Le Prêt à Taux Zéro, élargi en 2026 à l’ensemble du territoire, peut financer une partie du projet sans intérêts et avec un différé de remboursement. Ce différé réduit temporairement la mensualité globale et permet de passer sous le seuil des 35 % d’endettement avec un salaire plus modeste. Le montant du PTZ dépend de la zone géographique, de la composition du foyer et des ressources. C’est un levier réel, mais limité aux primo-accédants et soumis à des plafonds de revenus.

Combien de temps faut-il préparer son dossier avant de demander un prêt de 200 000 € ?

Un minimum de 6 mois de préparation est recommandé. Ce délai permet de solder d’éventuels crédits à la consommation, d’assainir ses relevés bancaires (zéro découvert, zéro rejet), de constituer ou reconstituer une épargne résiduelle et de rassembler les justificatifs. Pour les indépendants, la préparation peut s’étendre à 12 mois ou plus, le temps de boucler un exercice comptable supplémentaire si les bilans existants sont insuffisants.

L’âge a-t-il un impact sur l’obtention d’un prêt de 200 000 € ?

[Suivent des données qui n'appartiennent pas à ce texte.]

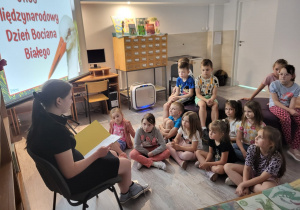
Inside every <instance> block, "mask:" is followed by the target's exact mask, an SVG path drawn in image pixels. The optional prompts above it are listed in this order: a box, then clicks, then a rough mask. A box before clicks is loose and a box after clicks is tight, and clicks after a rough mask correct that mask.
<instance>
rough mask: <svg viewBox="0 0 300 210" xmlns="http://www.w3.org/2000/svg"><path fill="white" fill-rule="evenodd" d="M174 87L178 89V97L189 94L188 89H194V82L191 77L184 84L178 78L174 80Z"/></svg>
mask: <svg viewBox="0 0 300 210" xmlns="http://www.w3.org/2000/svg"><path fill="white" fill-rule="evenodd" d="M176 87H179V89H180V90H179V95H180V96H182V95H186V94H189V89H192V88H195V81H194V79H193V77H191V76H189V77H188V78H187V80H186V81H185V82H184V81H183V80H182V79H181V78H180V77H178V78H177V80H176Z"/></svg>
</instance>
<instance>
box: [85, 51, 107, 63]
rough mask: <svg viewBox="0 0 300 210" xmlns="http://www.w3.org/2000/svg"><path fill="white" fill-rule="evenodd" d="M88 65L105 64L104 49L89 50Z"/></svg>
mask: <svg viewBox="0 0 300 210" xmlns="http://www.w3.org/2000/svg"><path fill="white" fill-rule="evenodd" d="M87 54H88V63H103V62H105V54H104V49H96V50H87Z"/></svg>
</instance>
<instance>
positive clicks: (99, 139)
mask: <svg viewBox="0 0 300 210" xmlns="http://www.w3.org/2000/svg"><path fill="white" fill-rule="evenodd" d="M110 136H111V134H110V133H109V132H108V131H107V130H106V129H105V128H104V127H103V126H102V125H101V124H100V123H99V122H98V121H97V120H95V121H94V122H92V123H91V124H90V125H88V126H87V127H85V128H84V129H83V130H82V131H80V132H79V133H78V134H76V135H75V139H76V147H75V148H76V149H77V150H78V151H79V152H80V153H81V154H82V155H83V156H86V155H87V154H88V153H91V151H92V150H93V151H95V149H96V147H97V148H99V147H101V146H104V145H109V144H110V143H113V142H115V141H117V140H118V139H119V138H120V136H116V135H113V137H110ZM114 136H115V137H114ZM101 143H102V144H101Z"/></svg>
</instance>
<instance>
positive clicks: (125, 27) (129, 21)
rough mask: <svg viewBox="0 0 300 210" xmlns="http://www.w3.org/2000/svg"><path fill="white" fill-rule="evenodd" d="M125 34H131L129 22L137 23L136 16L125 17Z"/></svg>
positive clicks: (124, 26)
mask: <svg viewBox="0 0 300 210" xmlns="http://www.w3.org/2000/svg"><path fill="white" fill-rule="evenodd" d="M124 24H125V25H124V34H125V35H126V34H127V35H130V29H129V24H134V25H135V19H134V18H125V19H124Z"/></svg>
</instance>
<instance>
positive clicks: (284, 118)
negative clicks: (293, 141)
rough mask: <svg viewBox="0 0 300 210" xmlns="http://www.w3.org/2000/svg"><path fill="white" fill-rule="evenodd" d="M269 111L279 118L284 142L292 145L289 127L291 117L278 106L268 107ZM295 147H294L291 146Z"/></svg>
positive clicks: (291, 141) (291, 135)
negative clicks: (284, 138) (283, 139)
mask: <svg viewBox="0 0 300 210" xmlns="http://www.w3.org/2000/svg"><path fill="white" fill-rule="evenodd" d="M270 111H271V112H272V113H273V114H274V115H275V116H276V117H278V118H279V119H280V124H281V129H282V132H283V135H284V138H285V140H286V142H287V143H288V144H289V145H291V146H292V147H293V144H292V143H293V142H292V129H291V117H290V114H289V113H288V111H286V110H284V109H282V108H280V107H278V106H272V107H270ZM293 149H296V148H293Z"/></svg>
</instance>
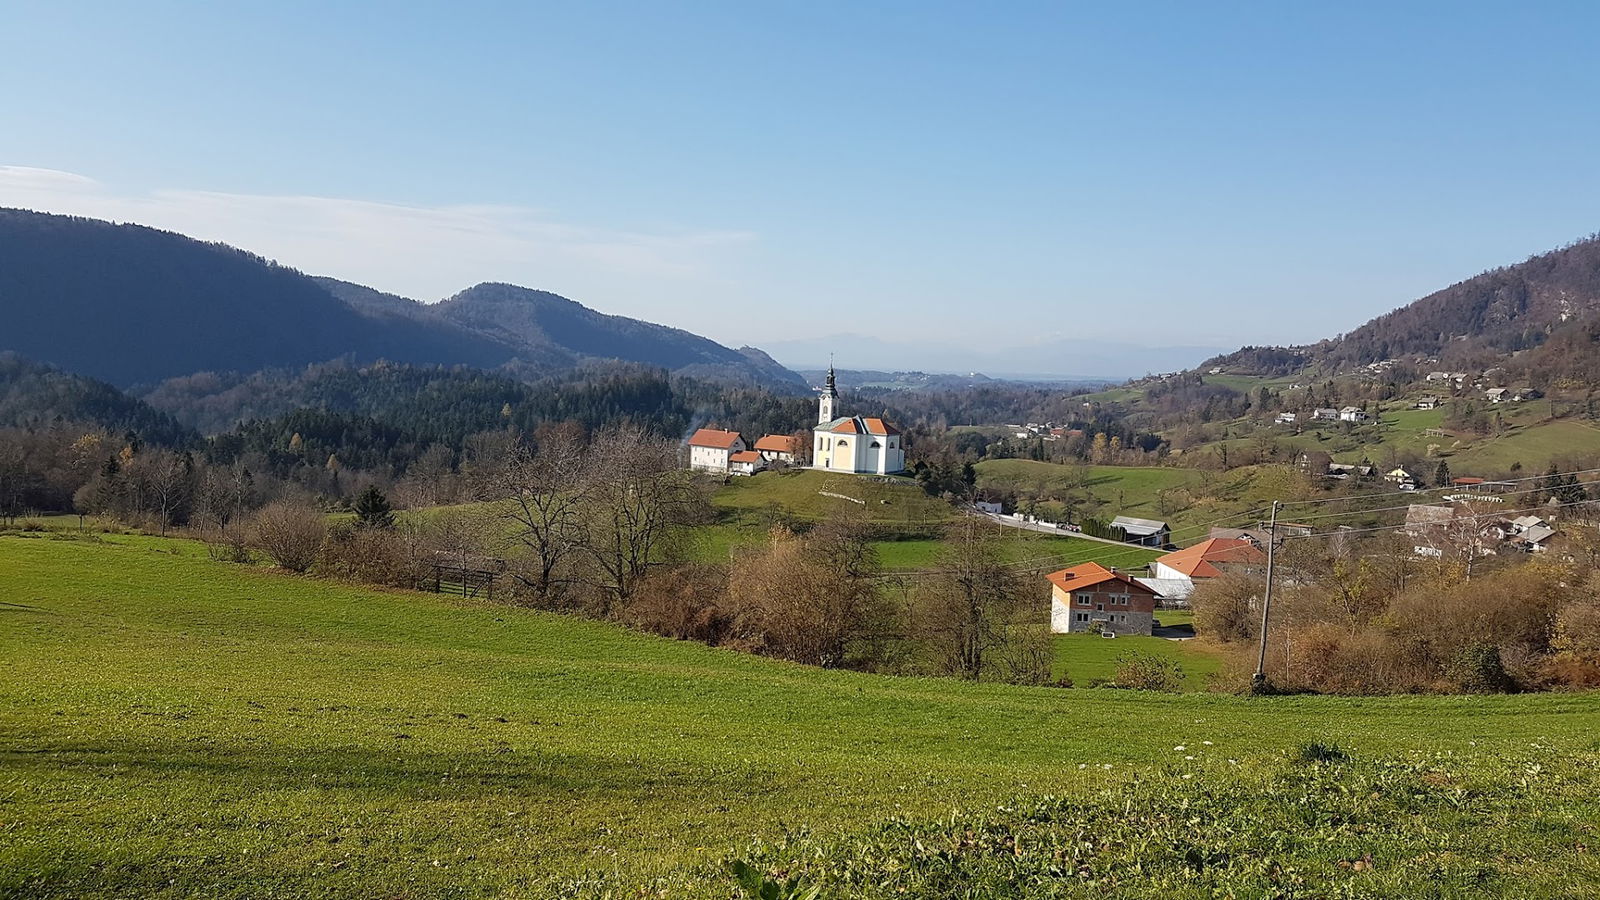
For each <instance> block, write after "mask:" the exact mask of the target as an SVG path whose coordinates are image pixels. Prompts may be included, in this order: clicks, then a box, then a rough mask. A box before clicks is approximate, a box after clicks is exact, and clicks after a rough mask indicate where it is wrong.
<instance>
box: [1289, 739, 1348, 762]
mask: <svg viewBox="0 0 1600 900" xmlns="http://www.w3.org/2000/svg"><path fill="white" fill-rule="evenodd" d="M1299 756H1301V762H1344V761H1347V759H1350V756H1349V754H1347V753H1344V751H1342V749H1339V745H1336V743H1322V741H1310V743H1307V745H1306V746H1302V748H1301V754H1299Z"/></svg>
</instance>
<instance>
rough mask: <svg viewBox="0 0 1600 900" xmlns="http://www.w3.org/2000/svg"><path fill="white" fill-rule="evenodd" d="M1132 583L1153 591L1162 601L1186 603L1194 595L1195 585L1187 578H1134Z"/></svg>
mask: <svg viewBox="0 0 1600 900" xmlns="http://www.w3.org/2000/svg"><path fill="white" fill-rule="evenodd" d="M1134 581H1138V583H1141V585H1144V586H1146V588H1149V589H1152V591H1155V596H1158V597H1162V599H1163V601H1187V599H1189V594H1194V593H1195V583H1194V581H1192V580H1189V578H1134Z"/></svg>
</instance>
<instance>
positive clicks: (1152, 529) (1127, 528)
mask: <svg viewBox="0 0 1600 900" xmlns="http://www.w3.org/2000/svg"><path fill="white" fill-rule="evenodd" d="M1110 524H1112V527H1115V528H1122V530H1123V532H1128V533H1130V535H1154V533H1157V532H1165V530H1166V522H1157V520H1155V519H1134V517H1133V516H1117V517H1115V519H1112V520H1110Z"/></svg>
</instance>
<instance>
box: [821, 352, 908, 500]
mask: <svg viewBox="0 0 1600 900" xmlns="http://www.w3.org/2000/svg"><path fill="white" fill-rule="evenodd" d="M837 405H838V389H837V386H835V381H834V367H829V368H827V384H826V386H824V388H822V396H821V399H819V400H818V415H816V428H814V429H811V434H813V445H811V468H813V469H822V471H826V472H851V474H878V476H888V474H894V472H902V471H906V447H904V444H902V437H901V431H899V429H898V428H894V426H893V424H891V423H888V421H885V420H882V418H874V416H837V418H835V413H837V410H835V407H837Z"/></svg>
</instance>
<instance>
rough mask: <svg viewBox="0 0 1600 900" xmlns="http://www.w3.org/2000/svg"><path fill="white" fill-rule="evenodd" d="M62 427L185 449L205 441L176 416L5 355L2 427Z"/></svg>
mask: <svg viewBox="0 0 1600 900" xmlns="http://www.w3.org/2000/svg"><path fill="white" fill-rule="evenodd" d="M56 423H67V424H75V426H94V428H102V429H106V431H109V432H112V434H117V436H120V434H123V432H133V434H136V436H138V437H139V439H141V440H144V442H147V444H160V445H166V447H184V445H192V444H195V442H198V439H200V436H198V434H195V432H194V431H190V429H187V428H184V426H182V424H179V423H178V420H174V418H173V416H171V415H168V413H163V412H157V410H155V408H152V407H150V405H149V404H146V402H142V400H138V399H134V397H128V396H126V394H123V392H122V391H118V389H115V388H112V386H110V384H106V383H104V381H96V380H93V378H86V376H83V375H72V373H67V372H61V370H58V368H54V367H50V365H43V364H37V362H32V360H27V359H22V357H19V356H16V354H13V352H0V426H21V428H45V426H51V424H56Z"/></svg>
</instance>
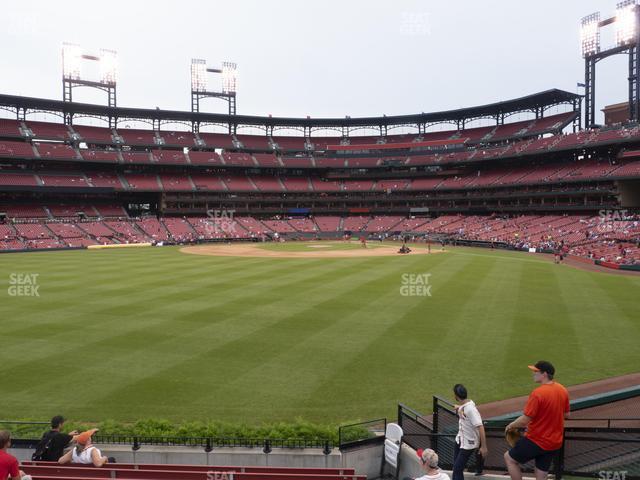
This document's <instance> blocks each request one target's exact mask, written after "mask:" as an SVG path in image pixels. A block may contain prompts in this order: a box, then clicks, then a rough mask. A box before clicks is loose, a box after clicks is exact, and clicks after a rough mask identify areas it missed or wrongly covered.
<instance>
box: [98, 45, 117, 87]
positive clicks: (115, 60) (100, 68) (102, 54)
mask: <svg viewBox="0 0 640 480" xmlns="http://www.w3.org/2000/svg"><path fill="white" fill-rule="evenodd" d="M117 59H118V54H117V52H115V51H114V50H106V49H101V50H100V79H101V81H102V83H104V84H106V85H115V84H116V76H117V71H118V68H117V67H118V62H117Z"/></svg>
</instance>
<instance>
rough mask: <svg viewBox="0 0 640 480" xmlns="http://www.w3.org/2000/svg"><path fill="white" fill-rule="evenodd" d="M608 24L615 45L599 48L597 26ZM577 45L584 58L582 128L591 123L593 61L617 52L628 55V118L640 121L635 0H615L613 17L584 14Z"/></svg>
mask: <svg viewBox="0 0 640 480" xmlns="http://www.w3.org/2000/svg"><path fill="white" fill-rule="evenodd" d="M608 25H613V26H614V28H615V38H616V44H615V45H614V46H612V47H609V48H606V49H604V50H603V49H602V48H601V46H600V29H601V28H603V27H606V26H608ZM580 44H581V47H582V58H584V61H585V67H584V85H585V108H584V112H585V113H584V117H585V118H584V120H585V121H584V125H585V127H586V128H591V127H593V126H594V125H595V114H596V107H595V96H596V64H597V63H598V62H599V61H600V60H603V59H605V58H607V57H610V56H612V55H616V54H620V53H622V54H624V53H627V54H628V55H629V76H628V81H629V119H630V120H635V121H640V101H639V100H640V8H639V6H638V5H637V0H624V1H622V2H619V3H618V4H617V6H616V14H615V16H614V17H611V18H608V19H606V20H600V13H592V14H591V15H587V16H586V17H584V18H583V19H582V20H581V22H580Z"/></svg>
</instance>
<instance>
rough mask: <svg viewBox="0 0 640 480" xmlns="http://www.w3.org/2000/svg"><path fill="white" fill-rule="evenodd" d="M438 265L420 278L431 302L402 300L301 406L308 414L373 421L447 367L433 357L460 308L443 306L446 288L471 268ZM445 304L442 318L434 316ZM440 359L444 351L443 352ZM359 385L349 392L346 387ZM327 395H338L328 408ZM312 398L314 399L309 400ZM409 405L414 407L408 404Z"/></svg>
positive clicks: (418, 398) (469, 266) (472, 258)
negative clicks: (364, 342)
mask: <svg viewBox="0 0 640 480" xmlns="http://www.w3.org/2000/svg"><path fill="white" fill-rule="evenodd" d="M426 258H431V257H426ZM438 258H441V260H440V261H439V262H438V264H431V265H430V266H429V267H427V266H426V265H425V267H427V268H425V269H423V272H424V273H431V274H432V275H431V277H430V282H431V283H432V290H431V293H432V296H431V297H428V296H427V297H403V299H404V302H405V303H404V305H403V307H402V308H400V309H399V311H398V312H397V313H396V314H395V315H394V316H393V322H391V323H390V324H389V325H388V326H387V329H386V331H384V332H382V333H381V334H379V335H378V336H377V337H376V338H375V339H373V340H372V341H371V342H369V344H368V345H367V346H366V348H363V349H361V350H360V351H358V352H357V354H355V355H354V356H353V357H352V358H351V359H350V362H348V363H347V364H345V365H344V366H342V368H340V369H337V370H336V371H335V372H334V374H333V375H332V376H331V377H330V378H329V379H328V380H327V381H326V382H324V383H323V384H322V385H321V386H319V387H318V388H317V389H316V391H314V392H313V394H312V395H311V396H310V399H309V400H308V401H307V402H305V408H306V409H307V410H308V412H309V415H311V416H315V415H318V413H319V412H321V411H322V410H323V409H326V408H329V407H331V409H332V410H334V411H339V412H341V414H343V415H345V416H346V418H360V415H362V414H363V412H364V418H373V417H372V415H373V416H375V413H376V412H377V413H380V412H381V410H380V405H388V407H387V408H386V409H384V410H383V411H384V412H386V414H389V413H390V412H392V411H393V408H394V407H395V405H396V404H397V403H398V402H405V401H407V402H409V403H410V404H411V402H412V401H417V400H418V399H419V400H420V401H422V399H424V398H425V395H427V394H425V392H426V391H429V388H430V385H431V382H432V380H433V378H434V377H435V376H437V375H440V374H442V372H443V370H444V369H446V368H447V365H446V362H442V361H441V359H439V358H438V353H437V351H436V350H437V349H438V347H439V345H441V343H442V342H443V339H444V338H445V337H446V336H447V334H448V329H449V320H450V318H449V317H448V315H449V314H451V315H454V314H455V311H457V310H458V309H460V308H462V306H463V305H462V303H461V302H459V301H458V302H454V303H451V302H449V301H448V296H449V295H450V292H449V291H450V290H451V286H452V285H453V284H454V283H455V281H456V279H457V278H460V274H461V273H462V272H467V271H469V270H470V269H472V268H473V264H474V263H475V262H477V259H474V258H473V257H461V256H458V257H456V256H445V255H444V254H443V255H442V257H440V256H438ZM474 288H477V284H473V283H472V282H469V284H468V285H465V291H469V292H471V291H473V289H474ZM443 305H446V307H447V308H446V312H447V313H444V314H442V315H439V314H434V312H435V311H436V310H438V309H439V308H441V307H442V306H443ZM445 354H446V355H449V354H450V351H446V352H445ZM354 384H355V385H359V388H353V387H350V386H349V385H354ZM327 392H340V395H338V396H335V400H334V402H333V403H330V404H327V403H326V402H325V395H327ZM312 399H315V401H314V400H312ZM414 405H417V404H416V403H414Z"/></svg>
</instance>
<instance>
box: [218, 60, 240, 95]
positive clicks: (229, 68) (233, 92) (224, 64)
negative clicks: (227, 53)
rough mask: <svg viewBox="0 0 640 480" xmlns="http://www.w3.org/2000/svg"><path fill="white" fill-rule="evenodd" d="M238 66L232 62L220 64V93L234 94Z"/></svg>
mask: <svg viewBox="0 0 640 480" xmlns="http://www.w3.org/2000/svg"><path fill="white" fill-rule="evenodd" d="M237 71H238V66H237V65H236V64H235V63H233V62H222V92H223V93H236V81H237Z"/></svg>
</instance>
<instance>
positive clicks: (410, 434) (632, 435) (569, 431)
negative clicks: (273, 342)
mask: <svg viewBox="0 0 640 480" xmlns="http://www.w3.org/2000/svg"><path fill="white" fill-rule="evenodd" d="M571 422H577V423H582V424H585V425H588V426H585V427H582V426H568V427H566V428H565V435H564V444H563V446H562V448H561V449H560V450H559V452H558V455H557V457H556V458H555V460H554V464H553V467H552V471H553V473H554V474H555V476H556V478H561V477H562V475H571V476H583V477H599V478H603V479H609V480H611V479H614V480H623V479H624V480H635V479H640V428H634V427H629V428H625V427H615V426H614V425H622V424H634V422H637V419H630V418H611V419H606V418H580V419H571ZM398 423H399V424H400V426H401V427H402V429H403V431H404V437H403V440H404V442H405V443H406V444H407V445H409V446H411V447H412V448H414V449H416V450H417V449H418V448H433V449H434V450H435V451H436V452H437V453H438V456H439V458H440V465H441V466H442V467H443V468H446V469H450V468H452V466H453V449H454V444H455V436H456V434H457V430H458V417H457V415H456V412H455V407H454V405H453V404H452V403H451V402H449V401H447V400H446V399H443V398H441V397H434V398H433V414H432V415H431V416H428V415H422V414H420V413H418V412H416V411H415V410H412V409H410V408H408V407H406V406H405V405H399V406H398ZM507 423H508V421H507V420H501V421H499V422H490V423H486V424H485V433H486V437H487V448H488V450H489V454H488V455H487V457H486V458H484V459H483V458H481V457H479V456H476V457H475V458H473V457H472V458H471V459H470V462H469V463H468V464H467V467H468V468H469V469H470V470H475V471H479V470H482V469H484V470H492V471H506V467H505V465H504V459H503V454H504V452H505V451H506V450H508V449H509V445H508V444H507V442H506V440H505V437H504V427H505V426H506V424H507ZM594 423H598V424H599V425H600V426H594ZM636 424H637V423H636ZM523 470H524V471H529V472H530V471H533V464H532V463H528V464H526V465H524V468H523ZM616 475H617V477H616Z"/></svg>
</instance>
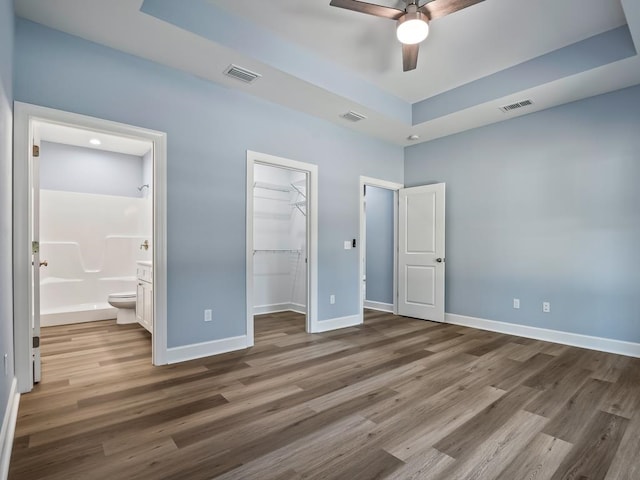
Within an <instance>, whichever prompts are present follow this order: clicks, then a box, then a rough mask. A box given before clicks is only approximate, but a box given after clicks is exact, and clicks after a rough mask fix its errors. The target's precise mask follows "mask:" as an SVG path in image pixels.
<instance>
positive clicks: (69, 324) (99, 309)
mask: <svg viewBox="0 0 640 480" xmlns="http://www.w3.org/2000/svg"><path fill="white" fill-rule="evenodd" d="M116 312H117V310H116V309H115V308H103V309H97V310H85V311H80V312H61V313H44V314H41V315H40V326H41V327H55V326H58V325H73V324H76V323H86V322H99V321H101V320H111V319H114V318H116Z"/></svg>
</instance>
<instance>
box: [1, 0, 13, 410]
mask: <svg viewBox="0 0 640 480" xmlns="http://www.w3.org/2000/svg"><path fill="white" fill-rule="evenodd" d="M12 62H13V1H12V0H0V414H2V415H3V417H4V413H5V411H6V408H7V400H8V398H9V391H10V389H11V382H12V380H13V376H14V368H13V307H12V305H13V287H12V276H13V272H12V269H11V265H12V264H13V260H12V240H11V239H12V232H11V227H12V214H11V208H12V200H11V195H12V187H11V181H12V180H11V179H12V167H11V163H12V160H11V159H12V148H13V90H12V85H13V65H12ZM4 355H7V359H8V363H9V368H8V375H5V374H4V367H3V362H4V360H3V359H4Z"/></svg>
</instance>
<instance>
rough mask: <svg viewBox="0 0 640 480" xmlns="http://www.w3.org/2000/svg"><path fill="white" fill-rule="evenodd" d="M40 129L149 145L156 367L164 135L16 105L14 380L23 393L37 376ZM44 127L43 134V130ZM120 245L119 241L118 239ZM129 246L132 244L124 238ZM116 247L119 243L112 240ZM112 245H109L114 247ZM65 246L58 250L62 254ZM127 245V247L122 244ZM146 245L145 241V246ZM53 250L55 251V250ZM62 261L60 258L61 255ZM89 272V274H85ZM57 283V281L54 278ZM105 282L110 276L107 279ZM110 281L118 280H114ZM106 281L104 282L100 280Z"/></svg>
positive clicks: (154, 344) (39, 327) (67, 114)
mask: <svg viewBox="0 0 640 480" xmlns="http://www.w3.org/2000/svg"><path fill="white" fill-rule="evenodd" d="M43 127H46V128H49V129H54V130H55V129H56V128H58V129H61V130H64V129H76V130H78V131H83V132H85V133H86V134H88V135H90V136H91V137H96V138H99V137H101V136H102V138H109V137H113V138H120V139H124V140H128V141H131V142H134V143H135V142H139V144H141V145H142V144H145V145H147V146H149V152H151V153H150V157H149V162H150V164H149V165H150V167H149V168H150V170H151V172H149V175H150V177H149V178H151V179H152V180H150V182H151V183H150V185H151V184H152V185H153V189H152V192H151V193H146V192H143V191H142V189H141V191H140V193H141V194H143V195H144V194H148V195H150V200H151V202H150V203H151V208H152V211H153V213H152V223H153V225H152V228H151V229H150V230H151V231H150V238H149V240H150V243H151V245H152V246H153V249H152V250H153V253H152V254H151V255H150V256H151V259H150V263H151V264H152V265H153V269H152V272H153V273H152V277H151V278H150V279H152V281H153V297H152V302H149V303H150V305H152V306H153V311H154V315H153V316H154V327H155V328H154V334H153V337H152V351H153V354H152V361H153V364H154V365H161V364H164V363H166V360H165V359H166V344H167V342H166V220H165V218H166V213H165V212H166V193H165V192H166V173H165V172H166V135H165V134H164V133H161V132H155V131H151V130H146V129H141V128H138V127H133V126H129V125H124V124H120V123H115V122H111V121H107V120H101V119H97V118H93V117H87V116H83V115H77V114H73V113H68V112H63V111H59V110H54V109H49V108H45V107H39V106H35V105H29V104H23V103H20V102H16V103H15V106H14V135H15V141H14V146H15V147H14V218H15V219H16V221H15V224H14V284H15V289H14V305H15V307H14V308H15V312H16V313H15V320H14V335H15V345H16V347H15V353H16V376H17V379H18V388H19V390H20V391H21V392H28V391H30V390H31V389H32V388H33V384H34V381H36V382H37V381H38V372H39V333H40V331H39V329H40V315H39V314H40V305H39V303H40V295H39V294H40V290H39V288H37V287H38V286H39V285H40V282H39V273H40V268H41V267H40V263H41V261H43V262H44V261H46V260H47V259H42V260H41V258H40V245H39V243H37V242H38V234H39V232H38V230H39V227H40V222H39V219H38V215H37V212H38V208H35V207H37V206H38V205H39V198H38V197H39V194H40V193H41V192H40V188H39V184H38V180H39V178H40V176H39V174H38V170H39V168H38V167H39V162H38V160H39V153H40V148H41V147H42V145H41V132H42V131H43ZM46 128H44V130H46ZM121 240H122V239H121ZM125 240H126V241H127V242H128V243H131V240H132V239H125ZM114 242H115V243H118V240H116V239H114ZM114 242H112V243H114ZM69 243H71V242H68V243H67V245H65V246H61V248H62V249H63V250H64V249H65V248H66V247H68V246H69ZM125 243H126V242H125ZM143 243H144V242H143ZM56 248H57V247H56ZM62 256H63V257H64V254H63V255H62ZM89 270H91V269H89ZM52 278H55V277H52ZM105 278H108V279H109V277H105ZM110 279H111V280H117V279H115V278H114V277H113V276H112V277H111V278H110ZM102 280H104V279H102Z"/></svg>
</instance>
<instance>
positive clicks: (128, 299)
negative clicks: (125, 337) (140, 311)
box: [107, 292, 137, 325]
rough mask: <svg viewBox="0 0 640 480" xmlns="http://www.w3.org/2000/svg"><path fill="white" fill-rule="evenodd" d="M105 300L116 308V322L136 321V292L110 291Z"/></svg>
mask: <svg viewBox="0 0 640 480" xmlns="http://www.w3.org/2000/svg"><path fill="white" fill-rule="evenodd" d="M107 301H108V302H109V305H111V306H112V307H115V308H117V309H118V313H117V317H116V323H118V324H121V325H122V324H126V323H136V321H137V320H136V292H124V293H112V294H111V295H109V297H108V298H107Z"/></svg>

L’âge n’empêche pas directement d’emprunter, mais il modifie les conditions. Après 50 ans, l’assurance emprunteur coûte significativement plus cher (jusqu’à 0,40 % ou plus du capital), ce qui augmente le TAEG et peut faire franchir le seuil du taux d’usure. La durée maximale de remboursement est aussi contrainte par l’âge de fin de prêt, que la plupart des banques fixent entre 70 et 75 ans. Un emprunteur de 55 ans ne peut donc plus emprunter sur 25 ans, ce qui augmente mécaniquement la mensualité et le salaire requis.

Faut-il passer par un courtier pour un prêt de 200 000 € ?

Un courtier négocie le taux, l’assurance et les conditions annexes (modulation, IRA, report d’échéance) auprès de plusieurs banques en parallèle. Son intervention se justifie surtout pour les profils atypiques (indépendants, revenus variables, endettement proche du seuil) ou pour les emprunteurs qui n’ont pas le temps de démarcher 5 à 10 établissements. Les frais de courtage tournent autour de 1 000 à 2 000 €, parfois offerts par la banque. Sur un prêt de 200 000 €, un écart de 0,15 point de taux négocié par le courtier représente une économie de 3 500 à 5 000 € sur 20 ans, ce qui rembourse largement les honoraires.